Every economics text book which I have seen shows a simplified circular flow diagram similar to this:
It shows the transfer of money between different groups in the economy over a fixed period of time. For valid simplification, it ignores the government and foreign sectors at first.
Savings is shown as a leakage from the circular flow, and investment as an injection. Books conclude that preventing contraction of the economy requires private investment to equal savings. For example, "Macroeconomics in Context" by Goodwin et al. contrasts the classical theory of the market for loanable funds, where interest rates equalise savings and investment, with the Keynesian model in which this may not succeed (and therefore a depression can result unless the government supplements aggregate demand).
It seems to me that the model needs some very careful thought before conclusions are drawn.
When I think of the circular flow of money in the economy now, it is much closer to this diagram:
For simplicity, it does not show interest payments, and also ignores firms' savings with banks.

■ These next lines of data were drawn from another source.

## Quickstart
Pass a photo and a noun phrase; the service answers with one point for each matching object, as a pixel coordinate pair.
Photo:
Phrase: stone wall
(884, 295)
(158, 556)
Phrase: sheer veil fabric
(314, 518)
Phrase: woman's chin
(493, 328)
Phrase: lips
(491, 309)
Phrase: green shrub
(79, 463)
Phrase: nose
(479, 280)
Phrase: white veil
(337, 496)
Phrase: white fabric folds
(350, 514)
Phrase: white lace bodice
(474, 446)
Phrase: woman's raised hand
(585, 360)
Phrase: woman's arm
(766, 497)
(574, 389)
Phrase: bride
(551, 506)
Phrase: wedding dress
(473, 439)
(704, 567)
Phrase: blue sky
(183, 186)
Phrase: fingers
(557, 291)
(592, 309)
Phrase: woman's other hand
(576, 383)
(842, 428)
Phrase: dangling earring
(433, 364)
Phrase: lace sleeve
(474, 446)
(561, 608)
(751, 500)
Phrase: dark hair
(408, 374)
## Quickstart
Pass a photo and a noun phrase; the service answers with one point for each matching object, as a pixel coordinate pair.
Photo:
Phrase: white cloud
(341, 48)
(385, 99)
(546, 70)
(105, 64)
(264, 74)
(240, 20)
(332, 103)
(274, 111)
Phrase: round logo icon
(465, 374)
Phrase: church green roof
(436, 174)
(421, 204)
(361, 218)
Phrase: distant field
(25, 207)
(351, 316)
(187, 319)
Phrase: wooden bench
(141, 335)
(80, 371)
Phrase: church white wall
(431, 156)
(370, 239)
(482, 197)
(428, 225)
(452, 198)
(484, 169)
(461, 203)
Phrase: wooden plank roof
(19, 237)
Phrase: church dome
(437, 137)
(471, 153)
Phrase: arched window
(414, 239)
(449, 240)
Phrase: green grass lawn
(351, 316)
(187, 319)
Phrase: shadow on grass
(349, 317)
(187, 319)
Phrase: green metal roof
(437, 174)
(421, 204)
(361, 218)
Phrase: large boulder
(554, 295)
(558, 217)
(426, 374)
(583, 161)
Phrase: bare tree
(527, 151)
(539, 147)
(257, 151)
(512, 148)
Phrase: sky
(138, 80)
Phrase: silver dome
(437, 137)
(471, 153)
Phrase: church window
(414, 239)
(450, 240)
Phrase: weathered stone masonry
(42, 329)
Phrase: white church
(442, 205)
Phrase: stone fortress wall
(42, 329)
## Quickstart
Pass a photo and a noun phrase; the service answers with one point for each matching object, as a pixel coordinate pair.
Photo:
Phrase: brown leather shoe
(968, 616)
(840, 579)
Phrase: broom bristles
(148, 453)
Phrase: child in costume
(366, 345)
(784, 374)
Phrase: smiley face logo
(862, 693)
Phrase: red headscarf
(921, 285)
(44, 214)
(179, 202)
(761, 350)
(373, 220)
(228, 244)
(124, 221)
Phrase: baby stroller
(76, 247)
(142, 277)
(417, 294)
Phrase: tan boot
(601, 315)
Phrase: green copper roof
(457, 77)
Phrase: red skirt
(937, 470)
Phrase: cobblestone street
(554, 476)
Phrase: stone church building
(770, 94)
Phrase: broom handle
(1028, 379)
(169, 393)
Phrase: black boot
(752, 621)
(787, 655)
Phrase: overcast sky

Those features could be added, but I believe they would be distracting here.
By showing more leakages and injections, this diagram helps to avoid what I now consider the artificial attempt to make investment (the only injection in the original diagram) equal savings (the only leakage). For equilibrium, withdrawals plus lending should equal savings plus repayments. The diagram also challenges the implication that, for example, new savings will exceed withdrawal of previous savings in any particular time period.
Since the purpose of savings is to be able to spend today's earnings later, and since banks insist on being repaid, no market for loanable funds — or government action — is necessary in order to equalise the injections and leakages, at least not in the medium-to-long term, because each of the red arrows generates a debt, obliging the recipient to transfer the same amount of money in the opposite direction (the adjacent light blue arrow) in future. Each leakage and injection is ultimately reversed.
What I believe this shows is that Say's Law is in fact correct over the long term.